From Visual Developer Magazine #60, March/April 2000--The final issue.

 

RAD Mars

 

 

Part of the RAD Mars design is an ErectorSet API. There's a catalog of parts—girders, dome segments, panels, windows, maglev track sections, even architectural fittings down to drawer pulls and sconce lamps—and with those we begin to create houses, towns, and community spaces.

Whew! We ducked the imaginary Y2K bug. (All we have to fear is fear itself—are you sure that guy didn't run Linux?) So what's next? I know! Let's model a planet…in 1:1 scale!

We have meter-resolution elevation data for virtually the entire surface of Mars. Let's start with that, and design a rendering engine that either interpolates and textures the meterscale points realistically, or uses fictional points created by designers (us) that render down to the centimeter level. Pass the RADMars server a set of Mars global coordinates, and your Web browser looks out on…Mars.

Physics works like it does here, adjusted for Mars conditions: Throw a rock, and it goes…far. Edge off a cliff, and you fall—and when you hit the bottom, you "die" and wake up back at Mars Port Alpha. The Sun rises and sets. The wind is thin, but it registers on your "suit" instruments in your browser status bar.

It's the ultimate collaborative Internet portal. For we won't stop at simply gaping at Marscapes. We get it working, and then we build. Part of the RAD Mars design is an ErectorSet API. There's a catalog of parts—girders, dome segments, panels, windows, maglev track sections, even architectural fittings down to drawer pulls and sconce lamps—and with those we begin to create houses, towns, community spaces, and entertainment facilities. (Your construction equipment is a browser plug-in.) If you've got a rock band, design your avatars and then book a time slot to come down and jam. Sell your music CDs to all the other avatars who show up to listen. Want your avatar to breathe fire? There's a function call for that in the avatar API.

And who's "we"? Why not everybody? There's a lot of Mars. 56 million square miles of it—more than enough to give an acre to every human being on Earth. (There are 640 acres in every square mile. Do the math.) We can set up a homesteading program. Register to play, and you get your acre. People and companies that want more can buy acreage from the portal to defray portal expenses.

Whatever's inside your acre is your business. (Sound from your rock band conveniently stops at a "force field" on your property lines—which also keeps out all visitors but those you explicitly invite.) Public space is governed by committee. Artists, architects, and engineers could make money by designing new parts—even entire structures—and selling them. Being virtual makes certain things easier—like moving your Frank Lloyd Wright home to a different plot if somebody else wants to swap.
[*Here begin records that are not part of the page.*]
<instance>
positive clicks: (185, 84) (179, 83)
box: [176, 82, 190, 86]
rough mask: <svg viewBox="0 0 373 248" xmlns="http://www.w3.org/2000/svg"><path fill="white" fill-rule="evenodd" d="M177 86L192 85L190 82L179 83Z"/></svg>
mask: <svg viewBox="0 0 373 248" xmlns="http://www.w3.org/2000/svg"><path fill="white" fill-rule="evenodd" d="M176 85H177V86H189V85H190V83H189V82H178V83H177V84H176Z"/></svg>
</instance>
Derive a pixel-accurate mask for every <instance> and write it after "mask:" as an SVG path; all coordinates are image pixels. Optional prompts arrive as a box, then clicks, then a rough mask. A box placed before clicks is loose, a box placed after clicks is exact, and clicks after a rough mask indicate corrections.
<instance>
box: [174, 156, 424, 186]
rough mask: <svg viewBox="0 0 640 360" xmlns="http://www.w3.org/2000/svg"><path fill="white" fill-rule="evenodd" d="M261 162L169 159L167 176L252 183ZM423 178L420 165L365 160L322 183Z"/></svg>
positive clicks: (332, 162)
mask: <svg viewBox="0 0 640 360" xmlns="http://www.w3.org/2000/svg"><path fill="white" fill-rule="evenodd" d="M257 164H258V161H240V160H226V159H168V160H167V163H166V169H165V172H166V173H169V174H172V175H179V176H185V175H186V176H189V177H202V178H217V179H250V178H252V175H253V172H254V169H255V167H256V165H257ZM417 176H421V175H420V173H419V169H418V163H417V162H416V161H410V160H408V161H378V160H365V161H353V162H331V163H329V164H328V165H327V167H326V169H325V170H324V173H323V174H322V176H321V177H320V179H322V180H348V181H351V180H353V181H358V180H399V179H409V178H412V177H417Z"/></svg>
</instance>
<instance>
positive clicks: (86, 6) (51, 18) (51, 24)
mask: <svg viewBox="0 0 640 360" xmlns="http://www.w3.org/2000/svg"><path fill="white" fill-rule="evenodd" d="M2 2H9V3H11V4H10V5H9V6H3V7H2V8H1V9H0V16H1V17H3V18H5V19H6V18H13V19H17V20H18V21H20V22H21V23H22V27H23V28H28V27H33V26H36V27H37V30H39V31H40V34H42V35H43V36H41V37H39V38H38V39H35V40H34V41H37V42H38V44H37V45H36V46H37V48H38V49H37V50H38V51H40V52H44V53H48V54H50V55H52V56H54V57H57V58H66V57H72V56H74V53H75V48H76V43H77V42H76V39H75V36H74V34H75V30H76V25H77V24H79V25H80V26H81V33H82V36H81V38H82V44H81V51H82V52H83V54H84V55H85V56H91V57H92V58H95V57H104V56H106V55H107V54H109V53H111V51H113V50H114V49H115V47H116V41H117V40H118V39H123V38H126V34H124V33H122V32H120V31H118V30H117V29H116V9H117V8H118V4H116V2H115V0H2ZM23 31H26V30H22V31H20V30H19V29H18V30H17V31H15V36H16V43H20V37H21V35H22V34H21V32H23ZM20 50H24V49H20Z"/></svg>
And we could stretch physics to allow Niven-esque "stepping disk" teleporters to get from one point on Mars to another instantaneously.

The portal would offer varying levels of resolution to Marsholders depending on their connection bandwidth. At 33Kbps, well, Mars looks a lot like a Doom level. But at cable modem resolution, things start looking like Myst rendered in real time. And at the T3 or better bandwidth that optical connections will eventually give us, you're talking photorealistic animation. (Am I being too optimistic? Who knows? Look where we were ten years ago. Now imagine where we'll be ten years from now!)

With the rules and operational mechanisms set up correctly, RAD Mars could become a seething cauldron of new ideas in art, music, collaboration, and governance. If it became popular, it would drive development in fast graphics and especially fast Internet connections. It would certainly provide a mass market for exotic VR helmets and tactile feedback gadgetry, which has always been a solution in search of a problem.

Why Mars? Mars is a world, and more than that, a myth with a powerful hold on the human imagination. Mars invites that imagination to reach above the mundane limitations of meatspace life. The acre is free. The parts (the standard ones, at least) are free. The avatar is free. Everything, furthermore, is as malleable as your dreams.

Mars exists to draw forth our dreams. Let's go there before we forget how to dream entirely.

(Jeff's note: Perhaps appropriately, these words were the last words on the last page of the last issue of Visual Developer ever published. It was great fun, those ten years. Thanks to all of you who were there while it was happening.)